According to the latest crime statistics, an increasing number of drunken and loutish behaviour has been recorded by women going high on drinking.
While in 2007, the number of women arrested for assault and anti-social behaviour was recorded at 30 percent more than that in 2005. Also, there is steep rise in the number of women arrests connected with alcohol-related offences.
It was seen that alcohol-generated assaults have grown manifolds once females reached the legal age of 18 and it then dwindled once they touched the 30 mark. The same pattern was also observed in other crimes like disorderly conduct, property damage and threatening behaviour. However, the police was least bit surprised by these findings
"It is a changing world for our officers who are facing increasing aggression from young women. These are alarming trends. There is an increase in violent incidents, but what is more disturbing is the greater increase in aggressive anti-social behaviour," Perth Now quoted Acting Assistant Commissioner Dwayne Bell, as saying.
He added: "What is just as alarming is the hidden picture, the anecdotal evidence from my officers of other incidents where the aggressive behaviour of the woman has inflamed a situation.''
He further said that these figures gave an insight into the changes in drinking patterns.

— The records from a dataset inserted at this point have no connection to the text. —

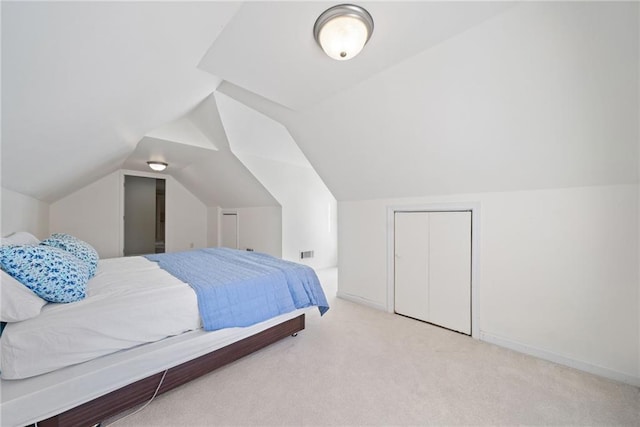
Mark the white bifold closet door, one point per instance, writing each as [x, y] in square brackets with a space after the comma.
[433, 268]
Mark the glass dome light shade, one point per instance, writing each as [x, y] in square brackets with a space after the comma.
[343, 37]
[343, 30]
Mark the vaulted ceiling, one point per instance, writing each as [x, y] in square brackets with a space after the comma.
[92, 87]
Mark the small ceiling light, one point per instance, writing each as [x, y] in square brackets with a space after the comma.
[157, 166]
[343, 30]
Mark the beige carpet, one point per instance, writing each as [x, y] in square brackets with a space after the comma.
[359, 366]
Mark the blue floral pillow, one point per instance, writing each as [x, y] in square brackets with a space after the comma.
[51, 273]
[76, 247]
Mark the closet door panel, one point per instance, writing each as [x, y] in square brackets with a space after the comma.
[411, 266]
[450, 270]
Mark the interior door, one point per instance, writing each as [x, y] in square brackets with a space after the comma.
[144, 215]
[450, 270]
[139, 215]
[411, 264]
[433, 268]
[230, 230]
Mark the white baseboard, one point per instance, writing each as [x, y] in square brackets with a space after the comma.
[562, 360]
[360, 300]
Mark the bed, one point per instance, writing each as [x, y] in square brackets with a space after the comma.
[139, 330]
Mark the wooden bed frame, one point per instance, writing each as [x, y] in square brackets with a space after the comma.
[127, 397]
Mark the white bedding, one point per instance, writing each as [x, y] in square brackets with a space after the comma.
[130, 301]
[37, 398]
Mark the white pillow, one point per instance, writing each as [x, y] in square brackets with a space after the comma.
[17, 302]
[20, 238]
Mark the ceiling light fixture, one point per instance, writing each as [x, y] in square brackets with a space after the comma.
[343, 30]
[157, 166]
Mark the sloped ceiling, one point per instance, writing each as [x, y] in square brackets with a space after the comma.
[83, 82]
[421, 111]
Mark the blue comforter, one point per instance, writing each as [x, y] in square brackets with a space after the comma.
[239, 288]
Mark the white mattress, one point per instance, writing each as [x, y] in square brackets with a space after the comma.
[35, 399]
[130, 301]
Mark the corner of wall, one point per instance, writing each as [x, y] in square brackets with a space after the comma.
[23, 213]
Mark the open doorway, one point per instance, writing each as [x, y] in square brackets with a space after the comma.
[144, 215]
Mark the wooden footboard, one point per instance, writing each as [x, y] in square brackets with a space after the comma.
[127, 397]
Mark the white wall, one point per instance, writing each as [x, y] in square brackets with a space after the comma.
[269, 151]
[23, 213]
[94, 214]
[186, 218]
[558, 270]
[309, 211]
[260, 229]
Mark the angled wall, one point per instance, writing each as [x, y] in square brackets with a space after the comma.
[266, 148]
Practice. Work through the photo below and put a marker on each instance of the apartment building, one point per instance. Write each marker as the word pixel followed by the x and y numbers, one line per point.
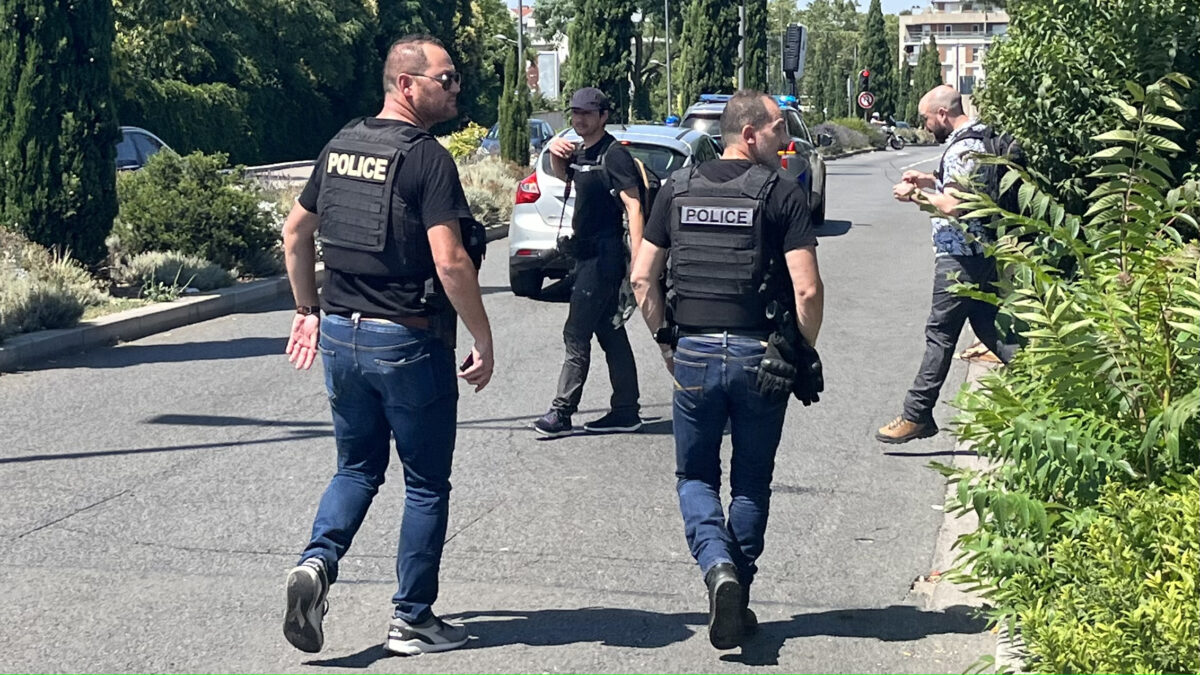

"Binge drinking is increasingly prevalent in young females and alcohol-related offences are showing the greatest increases. There is a greater propensity to young females binge drinking and being involved in aggressive anti-social behaviour -- and it is our officers who have to face this,'' he said.
Bell said that the police would support all those measures that work towards reducing binge drinking, this would also include abolishing "happy hours''.
"People have to address these issues and take personal responsibility for their actions,'' he said.
Acting executive director of the WA Drug and Alcohol Office Eric Dillon said: "Recent police data about the number of alcohol-related offences involving women, particularly those involving violence and aggression, is quite disturbing. That is why it is so important for parents and the community to work with young people to rethink the way we drink alcohol."
Dillon added: "We don't want young people or anyone else becoming tomorrow's crime statistic. Drinking alcohol has become a firmly entrenched part of our everyday life. The problems associated with binge drinking affect us all and the community will need to work together with government to ensure that alcohol is consumed responsibly.
"The Drug and Alcohol Office has launched a hard-hitting campaign asking the whole community to rethink the way that we drink, to reduce the health impacts, violence and injury that drinking too much alcohol can cause. Advertising is just one way to connect with young people and change their behaviour.''
According to statistics from the 2007 National Drug Strategy Household Survey, teenage girls scored higher on boozing than their male counterparts.
Girls in the age group of 14-19 were nearly twice as prone to alcohol as their male counterparts, at a level that was a high risk of long-term harm.